La thésaurisation est un jargon économique de premier plan, mais de quoi s’agit-il? C’est ce que nous allons voir dans cet article complet et détaillé.
La définition de la thésaurisation
La thésaurisation est l’action d’amasser des fonds, épargner en somme, et elle vise à les conserver sans circulation, et fait etymologique interessant, le mot provient du latin « thesaurus », trésor.
Il implique une intention d’épargne, souvent liée à de l’incertitude ou a un projet ultérieur, comme par exemple l’acquisition d’un bien immobilier via apport et crédit.
Les synonymes
Amasser des richesses est équivalent, accumuler des capitaux convient aussi, épargner excessivement décrit l’idée. Capitaliser les gains est proche, Entasser de l’argent est synonyme. Économiser avidement s’apparente, ménager ses ressources est similaire.
La conjugaison présente
C’est un mot peu connu du vocabulaire français, voici comment l’utiliser:
Je thésaurise mon épargne.
Tu thésaurises des pièces.
Il thésaurise en secret.
Nous thésaurisons des fonds.
Vous thésaurisez des biens.
Ils thésaurisent des trésors.
Exemples d’usage
L’avare thésaurise toute sa vie.
Les ménages thésaurisent pendant la crise.
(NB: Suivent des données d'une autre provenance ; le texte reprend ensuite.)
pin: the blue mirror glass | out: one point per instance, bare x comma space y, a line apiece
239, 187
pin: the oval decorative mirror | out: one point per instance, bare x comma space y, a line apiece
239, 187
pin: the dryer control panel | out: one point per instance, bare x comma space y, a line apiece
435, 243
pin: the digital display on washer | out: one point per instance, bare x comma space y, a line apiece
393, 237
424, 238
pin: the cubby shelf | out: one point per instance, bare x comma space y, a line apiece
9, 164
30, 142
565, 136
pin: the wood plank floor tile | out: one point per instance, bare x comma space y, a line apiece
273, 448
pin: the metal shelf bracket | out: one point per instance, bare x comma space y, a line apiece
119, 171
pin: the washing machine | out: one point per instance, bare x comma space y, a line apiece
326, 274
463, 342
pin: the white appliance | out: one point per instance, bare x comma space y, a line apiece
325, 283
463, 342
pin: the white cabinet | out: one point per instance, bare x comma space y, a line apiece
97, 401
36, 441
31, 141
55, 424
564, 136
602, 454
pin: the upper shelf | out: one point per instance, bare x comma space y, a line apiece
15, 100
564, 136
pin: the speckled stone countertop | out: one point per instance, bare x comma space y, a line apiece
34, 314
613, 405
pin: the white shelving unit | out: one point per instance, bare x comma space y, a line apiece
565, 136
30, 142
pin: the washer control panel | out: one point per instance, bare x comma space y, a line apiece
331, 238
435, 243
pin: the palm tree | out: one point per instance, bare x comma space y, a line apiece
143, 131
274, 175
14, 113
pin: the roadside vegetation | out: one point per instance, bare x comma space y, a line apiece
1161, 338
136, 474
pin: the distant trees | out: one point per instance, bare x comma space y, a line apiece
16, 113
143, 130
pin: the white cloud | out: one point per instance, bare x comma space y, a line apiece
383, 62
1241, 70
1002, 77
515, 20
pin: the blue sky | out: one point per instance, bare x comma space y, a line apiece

L’entreprise thésaurise ses profits.
Il thésaurise des vieux billets.
Elle thésaurise des bijoux rares.
Le contexte économique
La thésaurisation freine l’économie tout d’abord, puisque l’argent ne circule pas et elle réduit la circulation monétaire. Qui plus est, les banques déconseillent cette pratique, en cas d’épargne importante, le conseiller suggère souvent des placements. D’ailleurs, l’état lutte contre ce phénomène qui est économiquement problématique.
Qu’est-ce qui amène les gens a thésauriser?
Il y a plusieurs facteurs qui rentrent en compte, a commencer par le fait de la peur de manquer un jour, une sorte d’anxiété face au vide potentiel, surtout en période de crise ou d’incertitude.
Le besoin de sécurité personnelle le justifie aussi, car avoir de l’argent de côté est toujours très rassurant. Qui plus est, beaucoup épargnent beaucoup pour le plaisir d’acquérir des biens.
Il y a aussi tout ce qui relève de la défiance envers banques et de la
crainte de crises financières.
Ce qu’en disent les principaux économistes
Les économistes classiques la voient comme nulle, pour eux, il s’agit d’un coût d’opportunité (intérêts perdus) qui pousse à garder toute l’épargne.
Marx la décrit comme sans mesure, une impulsion infinie à accumuler argent, un des maux du capitalisme. Rappelons que le Marxisme critique le système capitaliste.
Keynes identifie quant à lui trois motifs (transaction, précaution, spéculation) et la rend néfaste : fuite hors circuit, trappe à liquidité freine l’activité.
Les post-keynésiens la lient à une offre endogène de monnaie moins bloquante pour l’économie.
Les alternatives à la thésaurisation
Les alternatives sont nombreuses, à commencer par placer son épargne sur un compte rémunéré plutôt que sous le matelas. Investir dans des livrets d’épargne réglementés (Livret A, LDDS, etc.) est aussi une alternative pour ceux qui n’aiment pas le risque.
Acheter des obligations d’État ou obligataires est une autre option, tout comme investir en bourse ou en ETF. Il est aussi possible de financer un de ses projets, ainsi que de l’immobilier locatif. Les placements a risques sont aussi une option.